She said so on her MySpace, so it's gotta be true.
What's wrong?
Long week. Sore muscles. Bad back. Hangover. Mini-keg. Crazy ex-wife. Unavailable love-interest. Dead celebrity families. Republicans.
Pussy.
After me and my boyfriend broke up I had to resist the temptation to send a mass text to my booty calls saying "thank you for your patience. it will be rewarded."
just peed on my shirt somehow, im calling it a day
Just because I don't want to be her booty call doesn't mean I wanna stop getting tit pics. I'm a sucker for double D's
You were all "think outside the box, inside the bag!" as you filled your camelback with beer.
I don't care that you had sex on my bed. I care that you used my lollipop condom. I was saving that for a special occasion
It was a special occasion. Your best friend had crazy awesome sex on your bed. Thank you
He sat down, pointed at my Converse and said "I have the same shoes." I thought "I'm going to have sex with you by the end of the night."
Hey I didn't mean to be all lemme get with your ex husband.

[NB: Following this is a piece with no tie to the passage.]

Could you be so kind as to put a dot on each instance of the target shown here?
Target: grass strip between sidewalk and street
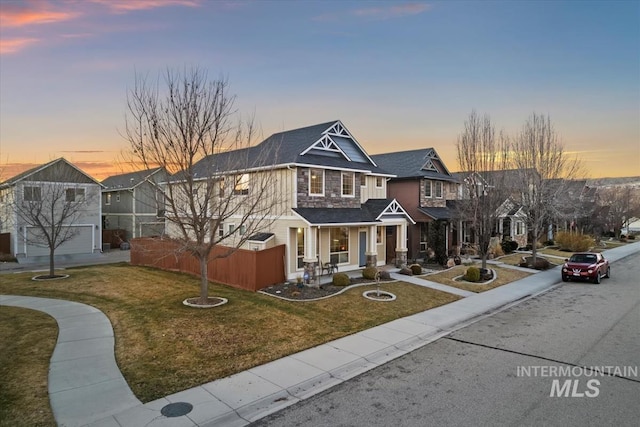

My mom just walked in and saw a picture of his penis. She then asked me "Do you even have a cervix left?!" I don't know what to feel anymore HA
Yeah well that's a good thing right? Like mothers approval? Kinda like a Fathers blessing but. . . better?
I'm covered in glow paint and I can't find my shirt. So, successful night
I have an interview tomorrow and listed you as a reference. If they call you, please don't tell them about the time I smuggled a Chalupa out of Taco Bell in my underwear.
Pretty sure when I woke up the next morning we were still fucking. It just didn't stop.
Well at least I will forever be known as the girl he ate out on the lifeguard stand while people walked by. On the first date.